Seagate FreeAgent Dockstar bindet Festplatten ins Netzwerk ein

Seagate FreeAgent Dockstar
Seagate FreeAgent Dockstar

Seagate stellt mit dem neuen FreeAgent Dockstar einen Netzwerkadapter für Festplatten vor. Besitzer einer FreeAgent Go-Festplatte sollen das Laufwerk durch andocken so in einen Netzwerkspeicher umfunktionieren können. Ebenso unterstützt das Modell auch andere USB-Massenspeicher. Vor allem unterwegs bietet sich der Vorteil, via Internet auf die Dateien zu Hause zuzugreifen.
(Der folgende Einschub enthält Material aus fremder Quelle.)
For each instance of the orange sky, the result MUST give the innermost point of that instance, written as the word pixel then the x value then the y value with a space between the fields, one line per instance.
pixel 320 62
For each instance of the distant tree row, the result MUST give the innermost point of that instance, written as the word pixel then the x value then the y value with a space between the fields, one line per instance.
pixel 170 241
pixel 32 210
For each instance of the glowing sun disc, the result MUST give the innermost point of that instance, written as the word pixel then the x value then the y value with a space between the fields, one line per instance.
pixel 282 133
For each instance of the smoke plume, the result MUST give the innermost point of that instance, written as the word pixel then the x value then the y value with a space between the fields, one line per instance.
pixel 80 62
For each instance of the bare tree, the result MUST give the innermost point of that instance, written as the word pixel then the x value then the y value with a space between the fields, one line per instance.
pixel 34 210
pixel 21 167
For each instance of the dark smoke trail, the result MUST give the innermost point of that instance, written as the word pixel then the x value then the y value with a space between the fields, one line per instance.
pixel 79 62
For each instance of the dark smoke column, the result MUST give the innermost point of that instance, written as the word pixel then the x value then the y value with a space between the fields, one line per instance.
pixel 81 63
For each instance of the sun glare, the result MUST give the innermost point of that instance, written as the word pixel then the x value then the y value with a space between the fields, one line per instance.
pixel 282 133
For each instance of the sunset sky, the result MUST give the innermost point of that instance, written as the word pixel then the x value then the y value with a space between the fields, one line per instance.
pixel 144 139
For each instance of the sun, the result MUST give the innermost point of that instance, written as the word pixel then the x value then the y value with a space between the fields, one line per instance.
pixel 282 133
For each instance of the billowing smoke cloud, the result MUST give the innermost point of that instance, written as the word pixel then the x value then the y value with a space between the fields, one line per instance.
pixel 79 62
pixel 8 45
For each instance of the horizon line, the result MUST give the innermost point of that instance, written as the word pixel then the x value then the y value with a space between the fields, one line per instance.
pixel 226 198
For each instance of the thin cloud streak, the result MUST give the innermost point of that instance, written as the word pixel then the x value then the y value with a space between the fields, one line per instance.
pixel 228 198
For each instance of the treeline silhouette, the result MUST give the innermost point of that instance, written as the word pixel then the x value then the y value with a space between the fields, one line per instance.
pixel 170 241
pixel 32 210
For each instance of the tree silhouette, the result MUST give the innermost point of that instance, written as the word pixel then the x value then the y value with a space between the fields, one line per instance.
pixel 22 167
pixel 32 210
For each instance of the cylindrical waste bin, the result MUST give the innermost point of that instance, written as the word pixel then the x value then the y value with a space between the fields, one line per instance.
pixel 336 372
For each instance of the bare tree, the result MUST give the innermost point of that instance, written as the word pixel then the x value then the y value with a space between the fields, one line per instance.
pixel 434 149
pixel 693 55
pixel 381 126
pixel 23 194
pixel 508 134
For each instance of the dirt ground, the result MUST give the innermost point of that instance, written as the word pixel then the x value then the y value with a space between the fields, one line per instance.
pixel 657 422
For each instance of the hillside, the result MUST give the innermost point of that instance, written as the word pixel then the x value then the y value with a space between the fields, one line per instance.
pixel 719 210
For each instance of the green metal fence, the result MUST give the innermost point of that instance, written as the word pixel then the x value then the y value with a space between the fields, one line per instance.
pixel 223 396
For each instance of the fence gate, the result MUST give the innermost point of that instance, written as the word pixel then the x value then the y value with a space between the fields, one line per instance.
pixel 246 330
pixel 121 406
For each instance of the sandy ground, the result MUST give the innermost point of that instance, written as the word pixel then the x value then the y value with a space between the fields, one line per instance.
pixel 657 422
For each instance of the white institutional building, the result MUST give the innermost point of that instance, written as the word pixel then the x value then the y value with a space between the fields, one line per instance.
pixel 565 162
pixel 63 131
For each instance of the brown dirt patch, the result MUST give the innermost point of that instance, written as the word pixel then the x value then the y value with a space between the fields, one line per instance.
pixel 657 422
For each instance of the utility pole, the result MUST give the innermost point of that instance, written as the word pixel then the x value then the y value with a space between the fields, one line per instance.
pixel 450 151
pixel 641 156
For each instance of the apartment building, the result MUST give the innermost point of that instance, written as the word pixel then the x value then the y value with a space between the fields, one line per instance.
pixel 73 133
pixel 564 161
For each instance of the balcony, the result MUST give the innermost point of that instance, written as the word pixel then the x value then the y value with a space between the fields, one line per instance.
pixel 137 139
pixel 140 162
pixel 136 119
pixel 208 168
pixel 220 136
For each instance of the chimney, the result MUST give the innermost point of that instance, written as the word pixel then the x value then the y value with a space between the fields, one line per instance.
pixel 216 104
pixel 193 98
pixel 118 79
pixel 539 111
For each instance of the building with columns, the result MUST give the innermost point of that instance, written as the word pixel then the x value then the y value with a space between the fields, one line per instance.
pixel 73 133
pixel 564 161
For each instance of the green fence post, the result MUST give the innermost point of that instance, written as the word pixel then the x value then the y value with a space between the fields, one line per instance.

Passend dazu bringt der Hersteller nun auch drei weitere Festplatten-Modelle mit 750 GByte, 880 GByte sowie 1 TByte auf den Markt. Diese sollen über eine 256-Bit-AES-Verschlüsselung verfügen und mit allen aktuellen Microsoft-Betriebssystemen kompatibel sein.

Seagate FreeAgent Dockstar
Anschlüsse des FreeAgent Dockstar

Der FreeAgent Dockstar soll besonders leicht zu installieren und über eine webbasierte Benutzeroberfläche konfigurierbar sein. Laut Hersteller soll ein RSS-Feed bei gemeinsamer Nutzung des Laufwerks über neue Inhalte auf der Festplatte informieren. Dank drei zusätzlicher USB-Ports sollen an den Netzwerkadapter auch weitere Massenspeichergeräte wie z.B. externe Festplatten anderer Hersteller oder USB-Sticks angeschlossen werden können. Dadurch lässt sich die maximale Speicherkapazität um ein vielfaches erhöhen.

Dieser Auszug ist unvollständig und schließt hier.